From Francisco's perspective, more Americans don't seem to care as much about the hassles of traveling to Cuba as they did in years past.
"They want to know the Cuba realities, and more people are learning about the Cuban people, and the beautiful nature, culture and history we have," he said. "American tourists are very nice people and spend a lot of money, and that helps all persons here involved in the tourism business."
Francisco leaned in, as if to share a secret.
"Most important of all, you and I are neighbors and the best thing in the world is to live in peace with your neighbor after many, many years of conflict."
And that probably strikes at the heart of it, regardless of where one may lean politically.
What will become of Cuba and it's access to American travelers remains a big question mark, said Benjamin "Dink" Bruce of Key West, who was spotted at Ernest Hemingway's home on the outskirts of Havana that is now a well-visited museum.
Bruce's father, Toby, was employed by Hemingway and Bruce remains a living bridge between the myth of the writer and the realities of his life. He travels to Cuba often to keep that bridge intact, and to provide Cuban historians with correspondence between the author and his father.

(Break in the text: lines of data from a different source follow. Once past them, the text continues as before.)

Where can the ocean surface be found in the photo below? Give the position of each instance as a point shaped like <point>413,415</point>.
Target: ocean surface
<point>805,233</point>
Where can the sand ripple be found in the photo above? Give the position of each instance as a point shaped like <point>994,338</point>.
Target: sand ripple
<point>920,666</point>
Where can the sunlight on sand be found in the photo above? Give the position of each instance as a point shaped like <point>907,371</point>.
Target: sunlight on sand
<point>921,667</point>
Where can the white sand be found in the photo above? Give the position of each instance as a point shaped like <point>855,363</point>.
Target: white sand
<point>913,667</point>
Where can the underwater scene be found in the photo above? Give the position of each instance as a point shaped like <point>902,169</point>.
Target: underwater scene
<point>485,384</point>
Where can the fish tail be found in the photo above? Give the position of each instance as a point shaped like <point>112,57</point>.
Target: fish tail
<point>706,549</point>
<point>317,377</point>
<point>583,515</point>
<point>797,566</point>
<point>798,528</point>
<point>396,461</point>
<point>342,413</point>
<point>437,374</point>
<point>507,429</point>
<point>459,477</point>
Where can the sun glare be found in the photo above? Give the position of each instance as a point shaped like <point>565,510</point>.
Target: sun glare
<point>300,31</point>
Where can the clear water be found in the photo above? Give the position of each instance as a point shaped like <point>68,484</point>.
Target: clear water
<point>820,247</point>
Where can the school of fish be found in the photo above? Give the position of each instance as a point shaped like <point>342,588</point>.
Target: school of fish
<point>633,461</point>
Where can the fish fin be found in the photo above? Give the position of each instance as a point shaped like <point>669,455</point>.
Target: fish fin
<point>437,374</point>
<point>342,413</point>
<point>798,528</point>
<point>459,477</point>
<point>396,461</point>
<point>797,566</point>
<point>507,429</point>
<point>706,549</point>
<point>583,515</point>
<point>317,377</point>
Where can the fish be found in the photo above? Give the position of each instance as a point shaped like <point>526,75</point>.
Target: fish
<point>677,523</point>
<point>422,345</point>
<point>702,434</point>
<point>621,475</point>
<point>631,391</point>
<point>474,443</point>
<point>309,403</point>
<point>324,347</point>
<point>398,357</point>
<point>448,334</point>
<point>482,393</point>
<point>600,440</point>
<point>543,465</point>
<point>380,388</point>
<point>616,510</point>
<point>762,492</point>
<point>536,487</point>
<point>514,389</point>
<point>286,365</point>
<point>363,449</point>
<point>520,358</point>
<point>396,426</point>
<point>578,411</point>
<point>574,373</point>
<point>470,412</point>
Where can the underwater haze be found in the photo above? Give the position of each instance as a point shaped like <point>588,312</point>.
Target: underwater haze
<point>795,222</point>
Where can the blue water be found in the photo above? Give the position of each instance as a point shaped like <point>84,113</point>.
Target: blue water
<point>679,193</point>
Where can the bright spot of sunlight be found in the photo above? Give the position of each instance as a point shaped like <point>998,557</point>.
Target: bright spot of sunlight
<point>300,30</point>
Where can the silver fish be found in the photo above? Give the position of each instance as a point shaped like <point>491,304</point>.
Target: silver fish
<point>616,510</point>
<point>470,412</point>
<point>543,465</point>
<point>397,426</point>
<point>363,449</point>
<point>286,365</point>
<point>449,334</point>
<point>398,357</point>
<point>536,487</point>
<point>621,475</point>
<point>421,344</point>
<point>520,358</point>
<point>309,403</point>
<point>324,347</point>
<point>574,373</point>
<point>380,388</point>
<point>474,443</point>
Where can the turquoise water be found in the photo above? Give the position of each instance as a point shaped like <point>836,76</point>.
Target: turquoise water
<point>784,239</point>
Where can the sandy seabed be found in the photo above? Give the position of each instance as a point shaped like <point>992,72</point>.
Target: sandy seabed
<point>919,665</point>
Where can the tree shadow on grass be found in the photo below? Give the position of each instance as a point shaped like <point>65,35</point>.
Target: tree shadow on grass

"No one suspected the Soviet Union would fall," Bruce said. "The years under Fidel have been pretty calm, but there's always a revolution waiting in the bathroom, as they say. The good news is that the people like us. They like us and need us, even if it's for a cheap, plastic toy or medicine. They need medicine."
Years ago, Bruce noticed many more hitchhikers and there's still a good many seen on the roads around Havana, but the Chinese have provided newer, modern buses. The most noticeable change has been transportation, Bruce said.
"It used to be if you had a car, you had to stop and pick hitchhikers up under the law," Bruce said, with a chuckle. "Not so much of that anymore."
What's to become of Cuban and American relations is anyone's guess, and Bruce is leery of those making forecasts. Such was the case with Pototo, who answered many questions about the future with a smile, a shrug of the shoulders and a simple, "That's up to the old man," meaning Castro.
"We are all friends of Cuba and I can only hope for the best," Bruce said. "I don't know what's going to happen. No one does."
And that uncertainty -- the ongoing mystery of Cuba to Americans -- is what endures.